Verda Özer'in "Ordunun yüzde kaçı AK Partili" başlığıyla yayımlanan (4 Temmuz 2017) yazısı şöyle:
Türkiyede orduyla iktidar ilişkisi hep sıkıntılı olageldi.
Tarihimiz boyunca yaşadıklarımız hepimizin malumu. İlginç olan ise AK Parti’nin neredeyse 15 yıldır iktidarda oluşu bile bu durumu değiştirmedi. Halkın neredeyse yüzde 50’sinin oyunu alan bir partiyle askerin arasında, hâlâ ciddi bir uçurum var.

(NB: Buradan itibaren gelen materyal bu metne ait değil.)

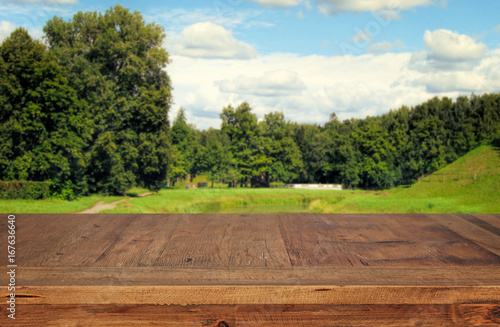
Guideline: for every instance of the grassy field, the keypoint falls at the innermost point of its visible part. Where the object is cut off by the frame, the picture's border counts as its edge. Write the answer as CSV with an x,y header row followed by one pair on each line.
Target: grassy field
x,y
467,193
61,206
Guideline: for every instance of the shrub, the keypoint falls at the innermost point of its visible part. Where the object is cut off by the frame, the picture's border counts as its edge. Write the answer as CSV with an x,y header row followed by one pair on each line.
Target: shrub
x,y
24,190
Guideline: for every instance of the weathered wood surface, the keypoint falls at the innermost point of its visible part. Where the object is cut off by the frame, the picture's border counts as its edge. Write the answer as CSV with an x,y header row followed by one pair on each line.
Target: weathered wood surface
x,y
256,270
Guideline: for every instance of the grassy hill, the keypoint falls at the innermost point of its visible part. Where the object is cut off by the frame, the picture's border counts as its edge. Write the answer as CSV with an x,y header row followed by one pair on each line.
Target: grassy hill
x,y
438,193
445,191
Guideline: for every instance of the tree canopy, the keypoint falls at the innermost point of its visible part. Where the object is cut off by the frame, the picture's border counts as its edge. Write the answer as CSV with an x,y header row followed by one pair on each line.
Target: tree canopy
x,y
88,111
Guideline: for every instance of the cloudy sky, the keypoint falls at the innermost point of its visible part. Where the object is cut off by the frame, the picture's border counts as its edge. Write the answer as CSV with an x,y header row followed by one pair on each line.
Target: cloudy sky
x,y
308,58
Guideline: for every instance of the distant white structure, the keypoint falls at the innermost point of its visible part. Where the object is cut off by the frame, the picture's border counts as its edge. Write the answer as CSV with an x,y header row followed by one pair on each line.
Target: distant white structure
x,y
334,187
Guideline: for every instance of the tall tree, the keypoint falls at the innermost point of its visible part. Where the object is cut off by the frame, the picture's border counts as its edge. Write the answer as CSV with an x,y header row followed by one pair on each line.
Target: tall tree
x,y
241,126
44,127
116,64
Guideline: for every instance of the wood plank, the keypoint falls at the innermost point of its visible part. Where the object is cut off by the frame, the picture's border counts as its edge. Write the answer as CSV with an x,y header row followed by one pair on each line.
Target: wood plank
x,y
378,240
491,219
470,231
225,240
338,276
227,295
255,315
481,223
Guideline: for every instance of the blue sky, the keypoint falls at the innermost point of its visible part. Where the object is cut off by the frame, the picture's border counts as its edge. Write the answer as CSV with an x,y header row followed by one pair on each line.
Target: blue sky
x,y
308,58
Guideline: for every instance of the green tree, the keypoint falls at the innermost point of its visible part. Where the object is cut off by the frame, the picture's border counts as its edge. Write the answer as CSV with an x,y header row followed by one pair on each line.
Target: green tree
x,y
44,127
247,146
280,148
116,64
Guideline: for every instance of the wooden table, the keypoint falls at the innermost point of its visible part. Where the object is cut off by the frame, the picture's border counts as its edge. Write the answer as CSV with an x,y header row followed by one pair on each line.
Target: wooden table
x,y
255,270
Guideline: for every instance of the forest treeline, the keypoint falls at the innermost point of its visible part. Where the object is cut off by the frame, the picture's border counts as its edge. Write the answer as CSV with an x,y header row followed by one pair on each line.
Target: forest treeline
x,y
87,110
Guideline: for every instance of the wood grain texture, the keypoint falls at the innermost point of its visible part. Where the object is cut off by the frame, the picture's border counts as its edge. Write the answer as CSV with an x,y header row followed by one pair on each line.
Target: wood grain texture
x,y
199,295
337,276
256,315
256,270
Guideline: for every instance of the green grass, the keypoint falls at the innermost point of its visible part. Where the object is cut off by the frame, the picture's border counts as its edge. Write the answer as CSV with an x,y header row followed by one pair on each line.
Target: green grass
x,y
53,205
216,200
454,195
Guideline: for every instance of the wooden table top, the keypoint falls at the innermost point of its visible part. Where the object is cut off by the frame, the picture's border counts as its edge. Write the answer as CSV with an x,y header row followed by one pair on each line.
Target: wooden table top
x,y
221,264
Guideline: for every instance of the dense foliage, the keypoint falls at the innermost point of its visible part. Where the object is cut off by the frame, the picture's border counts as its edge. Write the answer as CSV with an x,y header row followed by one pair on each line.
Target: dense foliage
x,y
88,112
24,190
375,152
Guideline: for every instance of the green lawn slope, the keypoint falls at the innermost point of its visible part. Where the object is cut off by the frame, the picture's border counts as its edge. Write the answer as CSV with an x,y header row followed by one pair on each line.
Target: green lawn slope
x,y
445,191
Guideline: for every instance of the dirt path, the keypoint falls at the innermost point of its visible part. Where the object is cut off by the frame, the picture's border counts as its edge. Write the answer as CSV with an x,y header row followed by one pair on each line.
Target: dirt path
x,y
100,206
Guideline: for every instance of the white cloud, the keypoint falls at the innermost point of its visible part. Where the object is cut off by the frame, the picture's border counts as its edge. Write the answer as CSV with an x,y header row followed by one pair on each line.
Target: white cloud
x,y
5,29
271,83
50,2
315,87
385,46
363,36
448,51
209,40
448,45
277,3
333,7
452,82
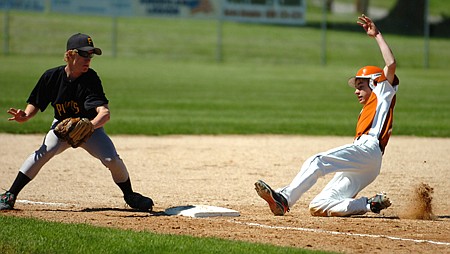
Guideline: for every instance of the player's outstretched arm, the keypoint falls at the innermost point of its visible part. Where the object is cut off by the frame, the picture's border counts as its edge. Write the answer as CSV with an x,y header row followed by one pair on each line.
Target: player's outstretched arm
x,y
389,59
22,115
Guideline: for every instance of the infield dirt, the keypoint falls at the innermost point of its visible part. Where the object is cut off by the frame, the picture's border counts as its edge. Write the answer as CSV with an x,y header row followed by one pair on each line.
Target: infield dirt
x,y
221,170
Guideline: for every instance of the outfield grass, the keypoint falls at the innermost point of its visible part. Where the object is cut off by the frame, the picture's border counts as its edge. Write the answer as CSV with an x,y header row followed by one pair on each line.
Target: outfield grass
x,y
163,97
36,236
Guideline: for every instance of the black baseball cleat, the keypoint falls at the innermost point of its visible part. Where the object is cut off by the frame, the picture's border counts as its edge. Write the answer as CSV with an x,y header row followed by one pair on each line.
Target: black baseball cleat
x,y
379,202
7,201
139,202
277,203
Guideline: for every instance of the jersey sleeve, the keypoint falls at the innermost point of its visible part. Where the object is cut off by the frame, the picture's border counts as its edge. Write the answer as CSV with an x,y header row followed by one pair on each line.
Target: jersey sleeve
x,y
96,96
40,95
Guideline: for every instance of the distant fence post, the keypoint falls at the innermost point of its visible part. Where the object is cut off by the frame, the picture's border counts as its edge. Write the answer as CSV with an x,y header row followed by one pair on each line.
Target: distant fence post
x,y
219,56
114,36
6,31
426,36
324,33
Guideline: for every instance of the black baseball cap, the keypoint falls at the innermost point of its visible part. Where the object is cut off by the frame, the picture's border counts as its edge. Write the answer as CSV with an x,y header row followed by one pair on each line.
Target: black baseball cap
x,y
82,42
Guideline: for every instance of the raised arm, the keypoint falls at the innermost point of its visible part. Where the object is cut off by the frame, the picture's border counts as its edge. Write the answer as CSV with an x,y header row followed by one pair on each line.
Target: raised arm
x,y
22,115
389,59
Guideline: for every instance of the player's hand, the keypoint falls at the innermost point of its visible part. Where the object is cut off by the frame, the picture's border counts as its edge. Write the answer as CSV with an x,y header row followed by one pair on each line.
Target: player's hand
x,y
18,115
368,25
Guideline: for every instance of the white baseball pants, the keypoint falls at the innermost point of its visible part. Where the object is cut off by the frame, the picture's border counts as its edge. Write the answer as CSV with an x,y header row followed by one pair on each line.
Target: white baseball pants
x,y
356,166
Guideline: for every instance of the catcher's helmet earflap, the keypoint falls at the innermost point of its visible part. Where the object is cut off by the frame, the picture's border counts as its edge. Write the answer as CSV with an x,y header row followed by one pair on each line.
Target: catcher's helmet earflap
x,y
373,73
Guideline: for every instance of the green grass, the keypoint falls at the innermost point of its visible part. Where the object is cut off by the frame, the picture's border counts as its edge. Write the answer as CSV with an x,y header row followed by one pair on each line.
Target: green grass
x,y
166,80
155,97
37,236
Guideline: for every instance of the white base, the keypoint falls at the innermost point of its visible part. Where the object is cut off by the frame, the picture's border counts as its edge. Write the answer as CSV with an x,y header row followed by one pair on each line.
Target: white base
x,y
201,211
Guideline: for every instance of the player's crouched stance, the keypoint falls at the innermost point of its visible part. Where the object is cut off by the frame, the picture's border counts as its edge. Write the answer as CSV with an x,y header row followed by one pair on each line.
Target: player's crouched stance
x,y
80,112
355,165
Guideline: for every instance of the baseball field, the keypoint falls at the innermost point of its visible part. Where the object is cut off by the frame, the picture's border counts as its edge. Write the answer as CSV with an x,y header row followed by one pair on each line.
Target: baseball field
x,y
193,131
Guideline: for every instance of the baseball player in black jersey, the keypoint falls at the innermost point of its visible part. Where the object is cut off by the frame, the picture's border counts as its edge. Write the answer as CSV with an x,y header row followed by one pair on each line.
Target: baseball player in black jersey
x,y
73,90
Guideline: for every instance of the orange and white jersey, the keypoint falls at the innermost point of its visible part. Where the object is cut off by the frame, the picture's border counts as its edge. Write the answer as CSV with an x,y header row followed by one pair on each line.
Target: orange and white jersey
x,y
377,115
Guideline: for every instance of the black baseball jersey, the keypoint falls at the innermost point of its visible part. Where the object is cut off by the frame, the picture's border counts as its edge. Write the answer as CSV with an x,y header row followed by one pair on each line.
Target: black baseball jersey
x,y
69,98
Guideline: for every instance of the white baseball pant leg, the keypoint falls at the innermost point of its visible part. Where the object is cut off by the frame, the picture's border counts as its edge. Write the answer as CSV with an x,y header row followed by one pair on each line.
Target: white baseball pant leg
x,y
356,166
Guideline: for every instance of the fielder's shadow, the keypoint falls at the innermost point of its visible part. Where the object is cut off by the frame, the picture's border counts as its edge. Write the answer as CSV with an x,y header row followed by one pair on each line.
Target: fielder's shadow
x,y
106,209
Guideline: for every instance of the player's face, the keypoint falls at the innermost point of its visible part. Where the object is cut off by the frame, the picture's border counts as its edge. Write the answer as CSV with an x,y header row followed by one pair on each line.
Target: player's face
x,y
82,62
362,90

15 Temmuz, Türk Silahlı Kuvvetleri (TSK) içindeki FETÖ yapılanmasını gözümüzün önüne serdi. Kalkışmanın yıldönümü yaklaşırken, basında orduyla ilgili hararetli bir tartışma yürüyor. Bugün TSK içinde hâlâ büyük bir FETÖ’cü kitle var mı? İddia edildiği gibi darbe peşinde koşanlar çok mu? Ve yazılıp çizildiği gibi ordu içinde AK Parti destekçileri sadece yüzde 1 mi?
Ordunun yüzde 85'i ultra-laik
Artık “milli güvenlik uzmanımız” haline gelen Metin Gürcan’la konuşuyorum. Gürcan eski bir asker ve Sabancı Üniversitesi’ne bağlı İstanbul Politikalar Merkezi’nde (IPC) araştırmacı. Doktorasını da “TSK’nın kurumsal dönüşümü”üzerine yapmış.
Gürcan, doktora tezi sırasında ordu içinde geniş çaplı bir anket yapmış. Öncelikle şöyle genel bir eğilim olduğunu söylüyor: Atatürkçülük, subayların yüzde 85’inin temel değeri, yaşam felsefesi. Ancak alt rütbeler (yani yüzbaşı ve altı) daha kariyerist, yani kendi kariyerlerine dönükler. Rütbe yükseldikçe (binbaşı ve üstü) askerlerin siyasi görüşü ve değerleri daha öne çıkıyor. Dolayısıyla üst rütbelerde laiklik hassasiyeti çok daha yüksek.
*
Gürcan, ordunun yüzde 85’inin “ultra-laik” olduğunu söylüyor. Bu tanımı dolduran ise “dindarlık” anlayışı. Bunu da anketinde 4 kriter üzerinden sorgulamış: Oruç tutma, ahiret inancı, faiz algısı ve din-bilim ilişkisi. Bu yüzde 85’lik kesim, dinin kamuda görünür olmasına özellikle karşı. Alt rütbelere indikçe laiklik hassasiyeti zayıflıyor.
Gürcan’a göre Kemalist, NATO’cu, Avrasyacı, ülkücü gibi tüm kategoriler bu yüzde 85’in içinde. Yani hepsi Atatürkçü ve ultra-laik; sadece kimi merkez sağa, kimi ise merkez sola daha yakın.